Disengagement can be defined as a patient who avoids contact with services, either intentionally or unintentionally over a period of time. The period of time will be determined by the risks that the patient poses and the clinical judgement of the care team.

Reasons for disengagement are varied and may include poor insight, deterioration or acuity of mental health difficulties, concerns about the person capacity to make decisions about their care and treatment, forgetfulness, transport difficulties, substance misuse and safeguarding concerns. For others it may simply be that they have reached a stage in their recovery where they no longer feel that they need to engage with services. However in some cases, disengagement with services will raise significant concerns relating to the health, safety and wellbeing of an individual or others. In a small number of cases, failure to attend and disengaging with services raises serious concerns relating to safeguarding children.
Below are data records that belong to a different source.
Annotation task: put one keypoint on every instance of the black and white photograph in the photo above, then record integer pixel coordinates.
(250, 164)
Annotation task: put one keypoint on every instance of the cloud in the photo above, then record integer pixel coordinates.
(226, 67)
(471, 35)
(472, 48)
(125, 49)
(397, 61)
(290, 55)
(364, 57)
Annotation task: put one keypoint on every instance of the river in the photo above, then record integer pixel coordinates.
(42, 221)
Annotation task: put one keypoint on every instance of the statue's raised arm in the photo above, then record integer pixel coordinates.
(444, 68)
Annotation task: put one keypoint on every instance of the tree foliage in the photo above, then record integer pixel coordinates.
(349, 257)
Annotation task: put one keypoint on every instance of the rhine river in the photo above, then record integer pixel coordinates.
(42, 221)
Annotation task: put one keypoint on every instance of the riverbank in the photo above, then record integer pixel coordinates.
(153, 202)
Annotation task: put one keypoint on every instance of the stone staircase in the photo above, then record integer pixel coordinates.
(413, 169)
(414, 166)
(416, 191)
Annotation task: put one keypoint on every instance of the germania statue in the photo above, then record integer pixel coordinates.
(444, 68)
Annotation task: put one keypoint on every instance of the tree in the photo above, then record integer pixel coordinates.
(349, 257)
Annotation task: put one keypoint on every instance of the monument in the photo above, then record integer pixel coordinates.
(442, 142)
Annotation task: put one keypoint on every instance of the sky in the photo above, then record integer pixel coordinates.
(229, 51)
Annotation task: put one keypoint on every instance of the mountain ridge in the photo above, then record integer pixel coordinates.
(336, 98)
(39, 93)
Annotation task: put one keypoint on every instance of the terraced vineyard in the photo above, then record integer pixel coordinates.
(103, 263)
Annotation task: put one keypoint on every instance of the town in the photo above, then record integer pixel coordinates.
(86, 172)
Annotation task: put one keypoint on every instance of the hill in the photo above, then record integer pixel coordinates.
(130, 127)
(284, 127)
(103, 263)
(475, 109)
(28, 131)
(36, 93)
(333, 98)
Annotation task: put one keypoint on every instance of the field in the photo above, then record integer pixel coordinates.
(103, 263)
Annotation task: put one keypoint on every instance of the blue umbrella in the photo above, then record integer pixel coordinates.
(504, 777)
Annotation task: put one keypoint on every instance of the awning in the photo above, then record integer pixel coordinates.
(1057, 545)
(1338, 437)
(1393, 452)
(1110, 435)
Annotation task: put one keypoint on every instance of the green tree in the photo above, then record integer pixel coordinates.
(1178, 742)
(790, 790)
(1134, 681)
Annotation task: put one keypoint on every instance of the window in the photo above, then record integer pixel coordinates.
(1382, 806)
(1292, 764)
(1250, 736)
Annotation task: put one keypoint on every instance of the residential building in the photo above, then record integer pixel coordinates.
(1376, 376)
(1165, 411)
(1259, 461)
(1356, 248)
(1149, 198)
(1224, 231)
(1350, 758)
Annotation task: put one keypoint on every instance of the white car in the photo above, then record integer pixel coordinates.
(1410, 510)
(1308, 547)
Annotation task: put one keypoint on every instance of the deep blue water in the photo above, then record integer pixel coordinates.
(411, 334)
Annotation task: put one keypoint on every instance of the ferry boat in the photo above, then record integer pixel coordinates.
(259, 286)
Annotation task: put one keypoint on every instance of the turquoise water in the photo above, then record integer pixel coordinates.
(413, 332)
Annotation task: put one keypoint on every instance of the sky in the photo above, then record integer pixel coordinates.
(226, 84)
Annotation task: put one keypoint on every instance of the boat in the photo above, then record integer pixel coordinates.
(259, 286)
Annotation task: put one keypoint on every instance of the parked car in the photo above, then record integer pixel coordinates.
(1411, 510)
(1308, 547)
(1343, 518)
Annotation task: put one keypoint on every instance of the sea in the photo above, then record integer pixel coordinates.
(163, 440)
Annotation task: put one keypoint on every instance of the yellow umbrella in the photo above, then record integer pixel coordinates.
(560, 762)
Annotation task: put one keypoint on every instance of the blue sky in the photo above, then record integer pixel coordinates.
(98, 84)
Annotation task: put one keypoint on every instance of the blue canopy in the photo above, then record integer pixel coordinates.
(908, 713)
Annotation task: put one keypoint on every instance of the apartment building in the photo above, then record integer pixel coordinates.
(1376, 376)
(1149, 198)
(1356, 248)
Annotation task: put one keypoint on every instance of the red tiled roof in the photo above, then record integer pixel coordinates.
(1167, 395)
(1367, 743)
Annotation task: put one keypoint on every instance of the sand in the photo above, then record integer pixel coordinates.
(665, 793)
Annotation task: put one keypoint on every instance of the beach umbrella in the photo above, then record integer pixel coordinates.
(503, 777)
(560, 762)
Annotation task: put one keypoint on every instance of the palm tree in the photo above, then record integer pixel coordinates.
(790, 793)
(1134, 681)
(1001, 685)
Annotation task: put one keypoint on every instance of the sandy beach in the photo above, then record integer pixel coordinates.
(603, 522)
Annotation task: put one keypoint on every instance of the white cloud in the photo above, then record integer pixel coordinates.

In order to promote safety and wellbeing of all children it is vital that failure to attend is considered and the impact that compliance or lack of engagement will have on an adult’s ability to provide good enough consistent care to a child.

The overriding principles of the Children Act 1989 and 2004 place a clear and absolute requirement for all organisations and their services to have a clear emphasis on ‘the importance of keeping the focus on the child and his or her safety and welfare, understanding the daily life experience of the child, seeing the child alone where appropriate and using information about the family’s history and functioning to inform decision-making.

This awareness of the child’s needs can help those services working with adults to recognise the potential impact of non-attendance or disengagement from services by adults and the impact this could have on the safety and wellbeing of a child or children whether they live with the child or children, or have contact with a child or children. The clinical decision tree is a key tool in this process and provides a tool where risk and impact can be considered.

In order to promote the health, safety and wellbeing of all patients and others, it is vital that disengagement from services is considered seriously and that responses from the service are proportionate to any measured or perceived risk.

The trust has a responsibility to ensure that it deliver safe and effective services and attempts to engage patients in treatment and care. It must also consider the complex mental health needs of its patient and the impact that disengagement from services may have on them and their families.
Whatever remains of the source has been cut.